In 1201 city of Alba, under pressure from Asti, turned against the Aleramici and demanded a meeting of the marquises of Montferrat, Saluzzo and Busca in Alba to settle the debts of Manfred. On 4 June 1206 at Asti, Manfred, with Boniface's son and regent, William VI, was forced to cede Castagnole and the entire county of Loreto to Asti in exchange for 4,000 lire astigiani. The money was immediately paid to Manfred's Albesi creditors. Manfred and William then, in front of their vassals and peasants at Castagnole, formally renounced their authority to Asti.

===Death and heirs===
On 12 October 1212, Manfred gave Boves to the bishop of Asti and received it back as a heritable fief. The charter recording this transaction contains the only reference to Manfred's having multiple children, since the fief was to be held by Manfred and then by "his sons and daughters, those whom he had at that time he had, as well as his other future legitimate heirs" (eiusque filii et filie, quos et quas tunc habebat, sui aliique legiptimi heredes futuri). All these children must have been minors at the time to not have been named in either this charter or the later charters of 1213 and 1214 recording Manfred's possession of Boves.

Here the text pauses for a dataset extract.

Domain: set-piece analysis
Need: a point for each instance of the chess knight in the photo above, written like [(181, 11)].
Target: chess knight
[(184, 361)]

On 5 May 1214, in his last surviving charter, Manfred gave his possessions in Beinette and Rossana to the bishop of Asti. Manfred died in 1214 or 1215, since by the end of the latter year his son, Manfred II (born 1185×95), his only child known for certain by name, had succeeded him. Jordan Lancia (Iordaninus de Lança), attested in documents from 1218, was probably also Manfred's son. His given name was common among the Agliano, who were Manfred's vassals. Bianca, who married Bonifacio d'Agliano and was the mother of Bianca Lancia and thus grandmother of King Manfred of Sicily, was probably a daughter. Manfred's wife, the mother of Manfred II, is not known by name and can only be assumed to have married her husband shortly before the birth of the eldest child, not much earlier than 1185 or later than 1195.

==Poetry==
Composed around 1195–96, the two-stanza song Emperador aven de tal maneira, referred to merely as "coblas" in the chansonnier, is ascribed to a certain "Lanza marques", clearly Manfred, the only margrave named Lanza at the time, and to Peire Vidal, a famous troubadour of the time. It is a contrafactum of another piece by Vidal, Quant hom honratz. The song is a short sirventes, in which Vidal is mocked for his boasting song Quant hom es en autrui poder, in which he jokingly refers to himself as Emperaire dels Genoes (Emperor of the Genoese) because he was so well received by them. Peire responded with Lanza marqes, paubresa e nesceira, a cobla esparsa, also a sort of sirventes, accusing Manfred of always being always poor: plus sovens vens castels e domejos / No fai vellia gallinas ni capos. These two short pieces are sometimes grouped together and classified as a tenso.